Toshihiko Haga M.D., F.C.C.P.1; Masaru Ono M.D., F.C.C.P.1; Tomojiro Asano M.D., F.C.C.P.1; Kiminori Yoshimura M.D.1; Seizo Watanabe M.D.1; Ryozo Yoneda M.D.1; and Ryohei Koga M.D.1

1 Department of Surgery, Tokyo National Chest Hospital,Kiyose, Tokyo

From 1948 to 1959, 2523 pulmonary resections for tuberculosis performed at the Tokyo National Sanatorium have been studied in regard to complications by sputum status prior to operation.

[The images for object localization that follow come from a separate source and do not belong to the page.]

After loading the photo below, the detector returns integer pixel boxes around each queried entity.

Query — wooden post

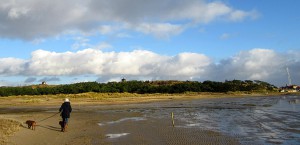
[171,112,175,127]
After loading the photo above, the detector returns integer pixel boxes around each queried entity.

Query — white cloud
[207,48,293,86]
[0,49,210,79]
[220,32,238,40]
[200,1,232,23]
[0,58,26,75]
[134,23,184,39]
[0,0,258,40]
[31,38,45,45]
[1,48,298,86]
[93,42,113,50]
[116,33,131,38]
[228,10,259,21]
[8,7,30,19]
[98,25,121,35]
[155,53,211,77]
[71,37,91,50]
[220,33,230,40]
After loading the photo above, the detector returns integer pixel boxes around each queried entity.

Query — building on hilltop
[279,85,299,92]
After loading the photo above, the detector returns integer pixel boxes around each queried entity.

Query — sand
[0,100,241,145]
[1,107,240,145]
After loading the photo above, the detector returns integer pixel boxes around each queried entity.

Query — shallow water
[98,117,146,126]
[106,133,130,139]
[145,95,300,145]
[98,95,300,144]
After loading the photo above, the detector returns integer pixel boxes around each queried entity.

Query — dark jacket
[59,102,72,118]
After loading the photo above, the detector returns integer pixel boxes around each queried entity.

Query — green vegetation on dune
[0,80,277,97]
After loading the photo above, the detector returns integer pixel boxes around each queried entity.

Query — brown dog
[59,121,67,132]
[59,121,63,130]
[25,120,36,130]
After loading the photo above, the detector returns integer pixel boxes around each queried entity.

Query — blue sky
[0,0,299,87]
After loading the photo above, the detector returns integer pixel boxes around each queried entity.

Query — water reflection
[145,95,300,145]
[98,117,146,126]
[97,95,300,144]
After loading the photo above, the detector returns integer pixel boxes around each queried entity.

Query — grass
[0,118,21,144]
[0,91,285,107]
[21,98,42,104]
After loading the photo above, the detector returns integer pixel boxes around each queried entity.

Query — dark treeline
[0,80,277,97]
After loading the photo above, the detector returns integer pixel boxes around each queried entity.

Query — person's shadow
[37,125,61,132]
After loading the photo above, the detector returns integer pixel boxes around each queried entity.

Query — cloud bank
[0,0,258,40]
[0,48,299,86]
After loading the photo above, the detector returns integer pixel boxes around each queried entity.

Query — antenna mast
[286,67,292,85]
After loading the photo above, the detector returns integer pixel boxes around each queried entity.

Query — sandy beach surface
[1,92,299,145]
[1,104,239,145]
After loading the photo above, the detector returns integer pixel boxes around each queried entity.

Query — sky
[0,0,299,87]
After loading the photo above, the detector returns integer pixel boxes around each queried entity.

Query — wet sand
[1,100,240,145]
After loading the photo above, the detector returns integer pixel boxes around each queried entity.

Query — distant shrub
[0,80,277,97]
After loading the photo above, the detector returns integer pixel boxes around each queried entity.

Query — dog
[25,120,36,130]
[59,121,67,132]
[59,121,64,130]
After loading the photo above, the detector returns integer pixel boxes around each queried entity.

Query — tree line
[0,80,277,96]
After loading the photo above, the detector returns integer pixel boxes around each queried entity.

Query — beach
[1,109,239,145]
[1,93,299,145]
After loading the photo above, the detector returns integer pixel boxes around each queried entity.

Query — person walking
[59,98,72,132]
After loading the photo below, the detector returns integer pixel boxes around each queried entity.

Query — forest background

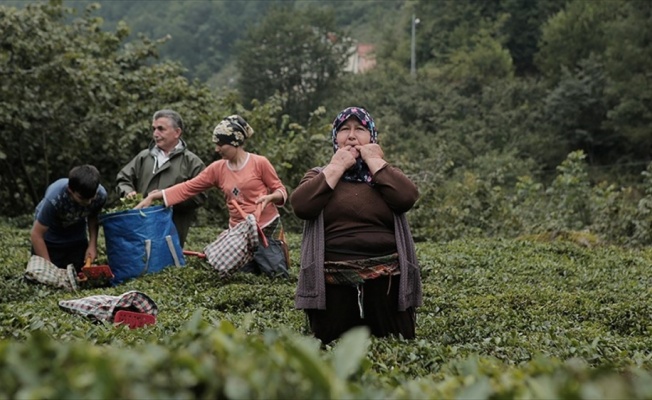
[1,0,651,243]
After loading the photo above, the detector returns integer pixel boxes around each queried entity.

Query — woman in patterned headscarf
[290,106,422,345]
[136,115,290,278]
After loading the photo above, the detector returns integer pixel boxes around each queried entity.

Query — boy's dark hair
[68,165,101,199]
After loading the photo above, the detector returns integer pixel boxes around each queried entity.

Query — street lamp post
[410,14,420,77]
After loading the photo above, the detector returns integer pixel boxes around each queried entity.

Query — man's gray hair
[153,109,184,131]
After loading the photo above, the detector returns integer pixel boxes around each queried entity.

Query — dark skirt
[305,274,416,345]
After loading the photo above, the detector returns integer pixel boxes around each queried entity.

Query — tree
[536,0,652,168]
[73,0,285,84]
[407,0,565,76]
[0,0,223,217]
[601,0,652,164]
[235,6,352,124]
[541,56,612,165]
[535,0,612,80]
[497,0,567,76]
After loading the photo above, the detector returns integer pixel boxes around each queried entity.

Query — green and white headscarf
[212,115,254,147]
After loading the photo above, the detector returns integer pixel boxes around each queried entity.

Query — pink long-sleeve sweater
[163,153,287,228]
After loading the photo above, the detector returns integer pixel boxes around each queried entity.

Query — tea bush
[408,150,652,247]
[4,221,652,397]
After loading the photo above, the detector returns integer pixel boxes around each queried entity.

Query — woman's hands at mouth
[330,145,358,171]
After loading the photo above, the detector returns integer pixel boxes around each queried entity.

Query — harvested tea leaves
[104,194,163,213]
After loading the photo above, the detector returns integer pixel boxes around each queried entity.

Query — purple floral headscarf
[331,107,378,185]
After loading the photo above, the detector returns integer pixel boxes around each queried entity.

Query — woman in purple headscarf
[290,106,422,344]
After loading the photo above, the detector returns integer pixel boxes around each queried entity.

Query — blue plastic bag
[99,205,185,285]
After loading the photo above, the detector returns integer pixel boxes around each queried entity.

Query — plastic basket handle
[165,235,181,267]
[141,239,151,275]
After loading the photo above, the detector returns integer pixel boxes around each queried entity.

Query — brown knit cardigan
[294,211,423,311]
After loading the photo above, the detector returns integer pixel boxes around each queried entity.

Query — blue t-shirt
[34,178,108,245]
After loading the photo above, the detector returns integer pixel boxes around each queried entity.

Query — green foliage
[510,174,548,232]
[441,14,514,91]
[406,149,652,247]
[408,0,566,76]
[358,0,652,188]
[235,5,352,124]
[71,0,284,84]
[500,0,568,75]
[535,0,652,166]
[536,0,613,79]
[505,151,595,235]
[546,150,592,230]
[0,1,318,228]
[0,1,222,217]
[601,1,652,162]
[0,318,373,399]
[5,224,652,397]
[630,163,652,246]
[589,182,637,245]
[103,194,162,214]
[542,56,612,164]
[3,0,652,245]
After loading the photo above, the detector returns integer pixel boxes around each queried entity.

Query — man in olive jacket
[115,109,206,247]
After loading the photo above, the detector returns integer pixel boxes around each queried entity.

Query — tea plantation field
[3,220,652,398]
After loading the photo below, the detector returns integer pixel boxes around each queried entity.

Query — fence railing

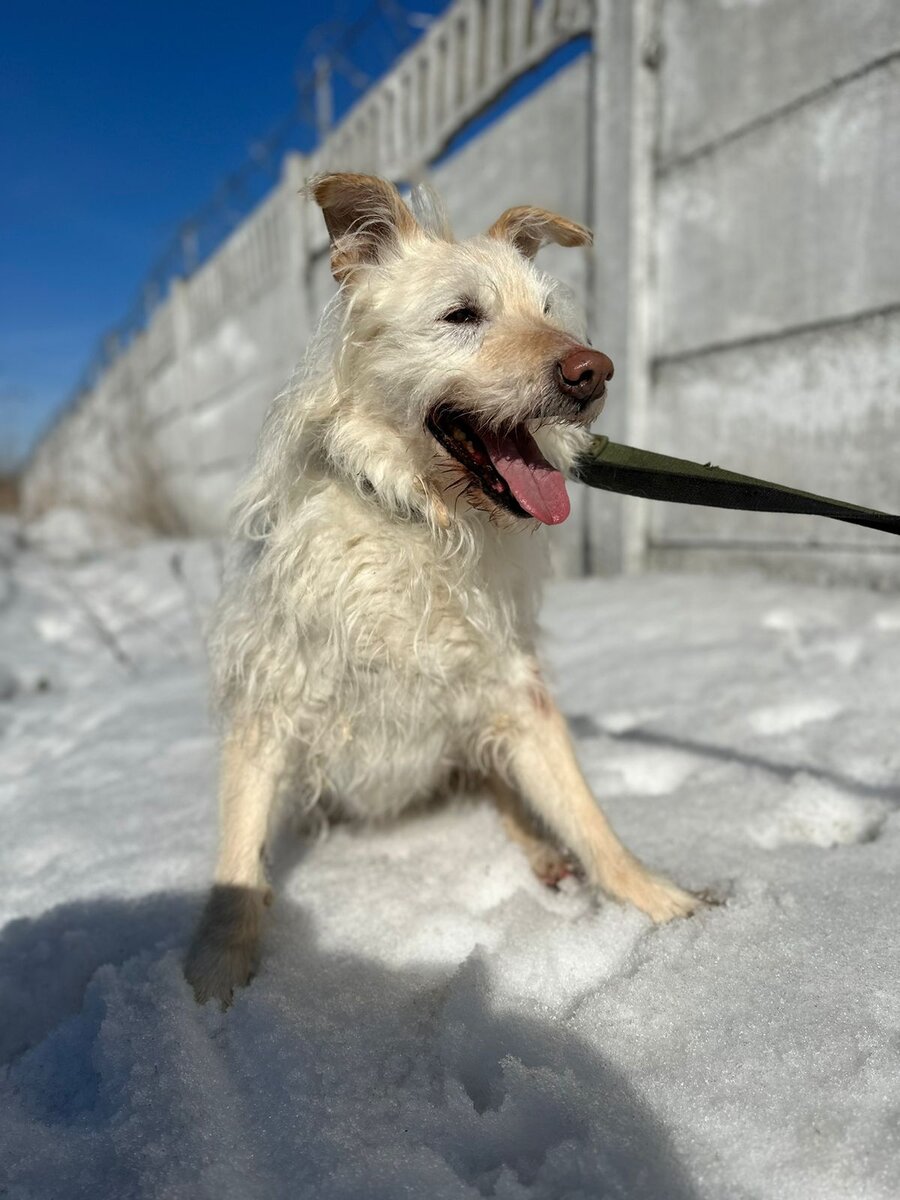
[312,0,592,179]
[184,184,289,339]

In the contaminated group, there was no significant difference in the proportion of complications regardless of sputum status. In the noncontaminated group, SM-resistant cases showed a higher incidence of complications compared to INH-resistant, susceptible, and "no organism" cases. In resections in patients with SM-resistant tubercle bacilli, the proportion of complications was reduced using effective drugs, that is, VM, KM and sulfisoxazole in the noncontaminated group.

It appears that in the presence of contamination at surgery and with SM-resistant tubercle bacilli, effective drugs such as VM, KM, sulfisoxazole have the most influence on the proportion of complications.